Business & Tech

Rand's Hallmark Stores Closing Monday, Being Auctioned Tuesday

All six stores remaining in the chain—including the Tinley Park location—are to close as part of bankruptcy proceedings, co-owner Val Rand said.

By Karen Sorensen, Joliet Patch Editor 

All six Rand's Hallmark stores, including the Tinley Park location at Brookside Marketplace, will close by day's end, employees confirmed Monday.

It's possible the stores will be assumed into the corporate Hallmark chain, purchased by another Hallmark franchise owner or independent buyer, or closed completely, said Joliet resident Val Rand, who no longer manages the business that bears his name but remains 80 percent invested. 

The stores are to be auctioned Tuesday.

"In this depression—I call it a depression—retail got hurt worse than anything," Rand said. "We lost 40 percent of our business in 2008."

The business, with stores at 7344 W. 191st St., and in Orland Hills, Frankfort, Joliet, Oswego and Lockport, went into receivership and is now facing bankruptcy, he said. 

In the last five years, Rand and partner Gary Watland shut down several stores, including those in Romeoville and Naperville, and Rand was forced out of management of the chain two years ago when it was decided that there was not enough income to support both partner owners, he said.  

"I've lost my entire life savings," Rand said. "Everything I had is going to be claimed in this bankruptcy."

Rand, a Barrington native, came to Joliet in 1967 when he was employed by the Hallmark Co. and worked in the printing division, he said.
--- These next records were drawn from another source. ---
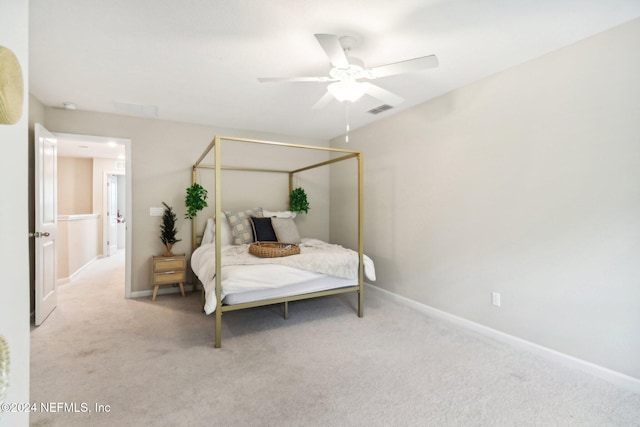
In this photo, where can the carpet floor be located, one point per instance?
(103, 360)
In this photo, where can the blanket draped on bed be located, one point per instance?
(315, 256)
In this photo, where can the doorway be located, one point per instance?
(110, 195)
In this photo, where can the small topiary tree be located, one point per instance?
(298, 201)
(168, 229)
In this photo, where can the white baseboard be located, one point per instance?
(614, 377)
(161, 291)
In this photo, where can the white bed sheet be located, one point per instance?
(247, 283)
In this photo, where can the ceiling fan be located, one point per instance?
(347, 71)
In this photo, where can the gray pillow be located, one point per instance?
(286, 230)
(240, 223)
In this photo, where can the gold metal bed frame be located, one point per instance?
(216, 145)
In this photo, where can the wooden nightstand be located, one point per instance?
(168, 270)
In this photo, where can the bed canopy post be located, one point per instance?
(218, 220)
(194, 221)
(360, 238)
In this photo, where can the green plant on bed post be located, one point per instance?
(195, 200)
(168, 229)
(298, 201)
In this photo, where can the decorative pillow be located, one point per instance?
(279, 214)
(263, 230)
(209, 232)
(240, 224)
(286, 230)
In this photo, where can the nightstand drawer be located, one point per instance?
(171, 263)
(168, 277)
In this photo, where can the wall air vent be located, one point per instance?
(380, 109)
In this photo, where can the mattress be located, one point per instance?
(248, 283)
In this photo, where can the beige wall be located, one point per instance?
(163, 154)
(75, 183)
(526, 183)
(14, 219)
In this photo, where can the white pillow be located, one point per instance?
(278, 214)
(209, 235)
(286, 230)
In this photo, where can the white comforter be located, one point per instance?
(316, 258)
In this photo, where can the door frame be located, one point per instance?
(128, 214)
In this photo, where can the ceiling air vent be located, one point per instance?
(380, 109)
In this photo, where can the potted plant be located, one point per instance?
(195, 200)
(168, 229)
(298, 201)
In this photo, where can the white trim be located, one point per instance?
(77, 217)
(614, 377)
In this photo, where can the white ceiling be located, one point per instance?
(198, 61)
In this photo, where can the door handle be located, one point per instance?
(39, 234)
He decided to open a Hallmark store as a franchise, and expanded from there, he said.

That they would be dealt such a devastating blow in the 2008 economic recession could not have been foreseen, Rand said. But the high-end card and gift industry is a luxury business when people need to cut back on their spending, he said.
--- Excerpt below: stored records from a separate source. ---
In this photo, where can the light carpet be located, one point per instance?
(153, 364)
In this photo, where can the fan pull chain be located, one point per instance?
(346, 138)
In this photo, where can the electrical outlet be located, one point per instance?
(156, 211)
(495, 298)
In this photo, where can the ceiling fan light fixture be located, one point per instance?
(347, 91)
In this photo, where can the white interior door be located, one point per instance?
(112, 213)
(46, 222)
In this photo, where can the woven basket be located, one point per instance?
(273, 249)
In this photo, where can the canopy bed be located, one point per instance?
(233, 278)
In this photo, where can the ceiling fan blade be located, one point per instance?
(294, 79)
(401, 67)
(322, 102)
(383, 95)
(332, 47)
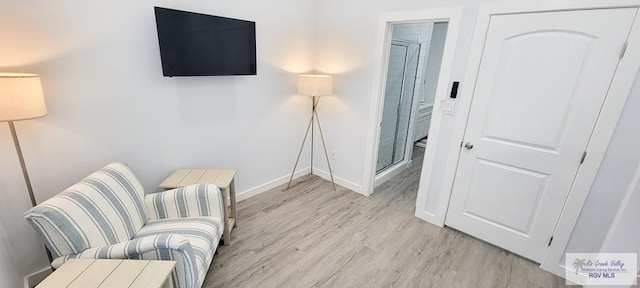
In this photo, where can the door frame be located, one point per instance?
(607, 120)
(452, 15)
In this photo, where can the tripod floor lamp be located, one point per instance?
(21, 98)
(314, 86)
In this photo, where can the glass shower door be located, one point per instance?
(396, 115)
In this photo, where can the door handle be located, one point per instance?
(468, 145)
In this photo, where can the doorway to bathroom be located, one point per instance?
(412, 71)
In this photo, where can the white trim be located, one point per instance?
(635, 182)
(607, 122)
(391, 172)
(270, 185)
(35, 278)
(453, 16)
(339, 181)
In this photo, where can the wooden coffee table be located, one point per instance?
(223, 178)
(108, 273)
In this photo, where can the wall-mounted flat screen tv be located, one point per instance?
(193, 44)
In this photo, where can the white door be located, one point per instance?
(541, 83)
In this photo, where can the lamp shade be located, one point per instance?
(21, 97)
(315, 85)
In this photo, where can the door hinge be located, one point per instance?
(584, 155)
(624, 49)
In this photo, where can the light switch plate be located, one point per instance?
(447, 107)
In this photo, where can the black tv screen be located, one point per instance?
(193, 44)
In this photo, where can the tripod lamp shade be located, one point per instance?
(21, 97)
(315, 85)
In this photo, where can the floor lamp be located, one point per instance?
(21, 98)
(314, 86)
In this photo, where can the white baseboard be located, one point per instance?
(35, 278)
(391, 172)
(270, 185)
(429, 218)
(340, 181)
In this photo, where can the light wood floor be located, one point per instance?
(312, 236)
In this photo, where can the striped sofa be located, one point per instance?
(108, 216)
Still, he is hopeful the stores will remain in business, either purchased by the Hallmark Co. and run as a corporate business or by another Hallmark franchise owner.
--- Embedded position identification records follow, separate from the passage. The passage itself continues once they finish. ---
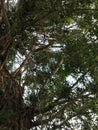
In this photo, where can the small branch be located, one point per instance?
(5, 16)
(32, 52)
(54, 71)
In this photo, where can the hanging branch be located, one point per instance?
(6, 21)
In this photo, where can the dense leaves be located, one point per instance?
(48, 75)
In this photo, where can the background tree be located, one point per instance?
(49, 65)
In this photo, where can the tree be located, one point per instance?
(49, 65)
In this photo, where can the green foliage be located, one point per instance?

At the Crest Hill location, an employee said the stores would be auctioned Tuesday, at which time workers will learn if they're completely out of a job or if someone else will step in and keep one or more of the stores going.

An employee at the Tinley Park location said she didn't know if that store would be picked up by the parent company or another business interest. The Tinley Park manager wouldn't be in until later Monday night to close the store, she said.